Then if you merely update the wrapper without updating the tool, the @WRAPPER_VERSION@ increases by 1 similar to build number in bioconda, but if you update the underlying tool, then the wrapper version resets back to 1.

Of course, having a . as the version delimiter might become confusing, and also what to do for wrappers that have multiple tool requirements? etc.

bgruening commented 6 years ago

The idea behind @WRAPPER_VERSION@ is a little bit the same as build number for conda. In most of our tools we are already following this approach, but I think it would be nice to put this into variables. We do have some plans to update tools automatically and keep @TOOL_VERSION@ in sync with conda. @WRAPPER_VERSION@ will then be reset to 0.

martenson commented 6 years ago

Sidenote: Recently we were solving some versioning problems, it is good to know that Galaxy only correctly orders versions that follow PEP440

peterjc commented 6 years ago

I'm not keen on this exact proposal, but agree the current siutation is a mess.

Many underlying tools are inconsistent about the number of components of their dot separated versions, which makes breaking down the compound version even harder.

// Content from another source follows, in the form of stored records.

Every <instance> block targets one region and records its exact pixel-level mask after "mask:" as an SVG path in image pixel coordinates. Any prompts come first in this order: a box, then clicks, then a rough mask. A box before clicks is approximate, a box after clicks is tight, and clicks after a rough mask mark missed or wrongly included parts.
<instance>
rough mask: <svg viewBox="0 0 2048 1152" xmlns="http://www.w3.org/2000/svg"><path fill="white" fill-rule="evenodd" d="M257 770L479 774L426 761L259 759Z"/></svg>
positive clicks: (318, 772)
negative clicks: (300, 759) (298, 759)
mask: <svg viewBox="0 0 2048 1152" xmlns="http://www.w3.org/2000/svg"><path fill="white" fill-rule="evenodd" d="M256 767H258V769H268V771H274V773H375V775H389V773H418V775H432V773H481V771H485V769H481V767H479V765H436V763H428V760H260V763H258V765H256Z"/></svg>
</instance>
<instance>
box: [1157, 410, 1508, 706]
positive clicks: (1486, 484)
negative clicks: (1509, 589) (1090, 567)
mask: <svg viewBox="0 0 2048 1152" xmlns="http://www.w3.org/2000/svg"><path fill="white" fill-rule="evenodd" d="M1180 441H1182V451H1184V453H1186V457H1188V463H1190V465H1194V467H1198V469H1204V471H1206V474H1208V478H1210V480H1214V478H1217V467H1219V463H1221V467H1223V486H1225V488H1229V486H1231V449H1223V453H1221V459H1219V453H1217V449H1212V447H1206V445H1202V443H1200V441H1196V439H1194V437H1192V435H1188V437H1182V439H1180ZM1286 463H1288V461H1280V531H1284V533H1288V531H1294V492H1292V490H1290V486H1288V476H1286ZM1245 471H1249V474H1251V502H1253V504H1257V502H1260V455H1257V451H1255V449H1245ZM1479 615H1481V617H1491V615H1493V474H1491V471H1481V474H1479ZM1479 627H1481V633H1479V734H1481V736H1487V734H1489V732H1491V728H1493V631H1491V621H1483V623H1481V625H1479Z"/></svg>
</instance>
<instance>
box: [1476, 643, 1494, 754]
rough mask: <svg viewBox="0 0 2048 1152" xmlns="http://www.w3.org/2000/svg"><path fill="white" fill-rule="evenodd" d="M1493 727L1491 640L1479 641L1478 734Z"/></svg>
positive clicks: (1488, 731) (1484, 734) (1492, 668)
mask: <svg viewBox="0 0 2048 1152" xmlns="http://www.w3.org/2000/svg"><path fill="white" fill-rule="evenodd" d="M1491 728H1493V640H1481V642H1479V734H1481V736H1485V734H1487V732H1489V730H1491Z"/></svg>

On an IUC tool the version of the underlying tool(s) is already explicitly recorded in the XML under the requirements block. Would a better idea be to enhance Galaxy to use this information and report the underlying tool version(s) more prominently in the UI?

martenson commented 6 years ago

Would a better idea be to enhance Galaxy to use this information and report the underlying tool version(s) more prominently in the UI?

The last time I remember this proposal did not make it through, as being too distracting and not interesting enough to majority of users. But at least we made the requirements contents available on the tool's menu.

bgruening commented 6 years ago

@peterjc afaik this proposal does not touch the user-facing side. It just clarifies the variable names for the devoloper. We would like to standardize the variable names to be able to increment them automatically.

On an IUC tool the version of the underlying tool(s) is already explicitly recorded in the XML

This one will also use the @TOOL_VERSION@ token.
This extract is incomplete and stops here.